Jasmine Pisapia received her PhD in Sociocultural Anthropology from Columbia University in New York in 2022. She has since been a SSHRC Postdoctoral Fellow in the  Department of Anthropology at McGill University and the Critical Media Lab in Montreal, as well as a Fellow at the Institute for Cultural Inquiry ICI Berlin. She is currently a Researcher and Principal Investigator of the project “Ecologies of Performance: Ethnographies of Environmental Violence and Embodied Resistance in Southern Italy’s Land of Fires” at Ca’ Foscari University in Venice, where she teaches environmental and visual anthropology. Using methods drawing from cinema and the performing arts, her new project explores the relationship between environmental activist communities in the burning wastelands of the Neapolitan area, and the overlapping geological histories of fire near Mount Vesuvius volcano.

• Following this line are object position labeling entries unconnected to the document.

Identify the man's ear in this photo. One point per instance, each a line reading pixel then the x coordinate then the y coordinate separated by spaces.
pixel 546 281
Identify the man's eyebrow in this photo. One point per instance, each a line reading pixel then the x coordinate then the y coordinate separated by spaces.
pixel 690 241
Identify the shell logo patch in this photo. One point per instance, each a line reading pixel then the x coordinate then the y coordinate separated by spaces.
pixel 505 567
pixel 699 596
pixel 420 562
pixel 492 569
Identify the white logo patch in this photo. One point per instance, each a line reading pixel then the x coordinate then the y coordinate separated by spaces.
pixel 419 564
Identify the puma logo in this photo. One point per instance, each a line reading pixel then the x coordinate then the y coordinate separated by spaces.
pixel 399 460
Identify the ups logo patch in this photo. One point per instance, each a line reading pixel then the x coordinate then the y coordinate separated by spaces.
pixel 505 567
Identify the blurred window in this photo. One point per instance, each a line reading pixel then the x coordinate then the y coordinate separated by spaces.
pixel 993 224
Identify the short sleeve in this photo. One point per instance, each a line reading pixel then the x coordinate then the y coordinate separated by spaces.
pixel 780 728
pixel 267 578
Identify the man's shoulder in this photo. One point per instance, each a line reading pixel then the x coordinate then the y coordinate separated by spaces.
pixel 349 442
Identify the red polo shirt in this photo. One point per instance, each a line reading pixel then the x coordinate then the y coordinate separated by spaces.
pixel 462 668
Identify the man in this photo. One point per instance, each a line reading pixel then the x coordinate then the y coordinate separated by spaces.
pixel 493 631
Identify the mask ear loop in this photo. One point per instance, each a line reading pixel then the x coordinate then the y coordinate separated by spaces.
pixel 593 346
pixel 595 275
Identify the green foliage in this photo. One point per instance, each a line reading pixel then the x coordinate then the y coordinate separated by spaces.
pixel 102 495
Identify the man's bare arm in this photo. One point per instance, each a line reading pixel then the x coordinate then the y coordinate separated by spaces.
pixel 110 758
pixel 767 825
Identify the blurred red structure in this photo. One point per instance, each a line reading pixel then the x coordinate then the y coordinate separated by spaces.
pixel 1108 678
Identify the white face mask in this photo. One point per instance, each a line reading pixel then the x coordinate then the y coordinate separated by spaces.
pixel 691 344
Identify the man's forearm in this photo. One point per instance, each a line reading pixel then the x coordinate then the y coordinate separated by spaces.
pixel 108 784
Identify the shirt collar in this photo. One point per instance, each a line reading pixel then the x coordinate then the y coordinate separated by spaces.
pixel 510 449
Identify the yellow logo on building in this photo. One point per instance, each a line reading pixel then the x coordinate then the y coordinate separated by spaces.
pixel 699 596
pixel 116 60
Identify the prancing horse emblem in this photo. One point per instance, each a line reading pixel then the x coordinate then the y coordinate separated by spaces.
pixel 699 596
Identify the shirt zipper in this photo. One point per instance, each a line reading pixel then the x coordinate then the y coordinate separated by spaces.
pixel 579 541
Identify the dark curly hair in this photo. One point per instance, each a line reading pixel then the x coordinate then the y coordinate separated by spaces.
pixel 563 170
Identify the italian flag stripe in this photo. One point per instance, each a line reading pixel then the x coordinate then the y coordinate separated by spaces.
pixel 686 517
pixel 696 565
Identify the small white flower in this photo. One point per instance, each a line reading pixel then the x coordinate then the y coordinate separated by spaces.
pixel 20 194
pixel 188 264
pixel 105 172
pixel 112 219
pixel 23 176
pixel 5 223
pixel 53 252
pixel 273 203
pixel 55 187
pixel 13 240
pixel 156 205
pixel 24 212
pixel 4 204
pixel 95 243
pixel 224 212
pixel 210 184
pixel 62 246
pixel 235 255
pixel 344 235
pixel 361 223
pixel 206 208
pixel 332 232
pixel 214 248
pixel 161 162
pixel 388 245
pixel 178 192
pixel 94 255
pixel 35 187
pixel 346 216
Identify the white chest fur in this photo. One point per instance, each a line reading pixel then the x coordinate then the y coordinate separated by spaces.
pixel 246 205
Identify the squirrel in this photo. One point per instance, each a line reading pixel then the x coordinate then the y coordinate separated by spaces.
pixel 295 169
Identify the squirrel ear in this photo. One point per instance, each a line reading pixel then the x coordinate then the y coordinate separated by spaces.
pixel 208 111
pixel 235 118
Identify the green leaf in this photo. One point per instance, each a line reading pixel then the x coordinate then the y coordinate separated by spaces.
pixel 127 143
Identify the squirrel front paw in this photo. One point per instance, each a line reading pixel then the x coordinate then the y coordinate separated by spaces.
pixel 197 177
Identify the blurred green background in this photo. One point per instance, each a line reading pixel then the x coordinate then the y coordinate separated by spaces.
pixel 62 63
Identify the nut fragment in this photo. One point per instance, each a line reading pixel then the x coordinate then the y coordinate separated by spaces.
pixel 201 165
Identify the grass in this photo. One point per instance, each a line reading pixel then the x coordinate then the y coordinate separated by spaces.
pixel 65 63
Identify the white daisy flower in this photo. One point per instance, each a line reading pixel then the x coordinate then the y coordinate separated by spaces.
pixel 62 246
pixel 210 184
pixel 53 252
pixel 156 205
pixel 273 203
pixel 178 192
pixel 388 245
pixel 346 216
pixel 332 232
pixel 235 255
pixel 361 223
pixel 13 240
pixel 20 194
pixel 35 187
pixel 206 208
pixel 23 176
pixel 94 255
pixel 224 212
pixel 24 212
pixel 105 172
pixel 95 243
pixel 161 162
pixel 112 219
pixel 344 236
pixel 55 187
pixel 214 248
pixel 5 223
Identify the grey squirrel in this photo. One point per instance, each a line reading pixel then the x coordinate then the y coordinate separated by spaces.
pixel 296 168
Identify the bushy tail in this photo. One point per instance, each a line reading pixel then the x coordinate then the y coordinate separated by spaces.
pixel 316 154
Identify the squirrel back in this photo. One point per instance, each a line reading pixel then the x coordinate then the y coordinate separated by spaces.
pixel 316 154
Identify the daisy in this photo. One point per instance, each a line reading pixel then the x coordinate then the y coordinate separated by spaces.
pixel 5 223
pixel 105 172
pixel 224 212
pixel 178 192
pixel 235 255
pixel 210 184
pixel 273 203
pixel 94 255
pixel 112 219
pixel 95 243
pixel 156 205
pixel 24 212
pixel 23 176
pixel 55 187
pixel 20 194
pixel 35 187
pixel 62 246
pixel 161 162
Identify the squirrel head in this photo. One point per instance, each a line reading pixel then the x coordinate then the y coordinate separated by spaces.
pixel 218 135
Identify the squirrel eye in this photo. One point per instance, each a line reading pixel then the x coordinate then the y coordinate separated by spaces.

She has published essays on southern Italian anthropologist Ernesto De Martino’s studies of mourning, possession rituals, and the apocalypse in the 1950-60s. As an anthropologist, she has conducted extensive fieldwork on the toxic legacies of southern Italy’s post-WWII industrialization and on the current ecological crisis of Taranto—one of Europe’s most polluted cities due to the largest steel factory of the continent. This is the object of her book manuscript, Taken By Poison: Possession and Pollution in Italy’s Postindustrial South, an intermedial anthropology of toxicity.

Alongside her scholarly and ethnographic work, she has collaborated with the NYC-based independent theater company New York City Players (with Richard Maxwell and Katiana Gonçales Rangel).  She is currently working on a collaborative performance piece in Terzigno near Mount Vesuvius, in collaboration with Museo Emblema and Ex-Asilo Filangieri in Naples. She co-founded colletivo epidemia, a research collective and independent magazine invested in political ecology, art, and grassroots organizations mobilized around food and agroecological practices in Italy. Her work has appeared in Intermédialités/Intermediality, Visual Ethnography, INCITE: Journal of Experimental Media, SCAPEGOAT: Architecture | Landscape | Political Economy, Antropologia.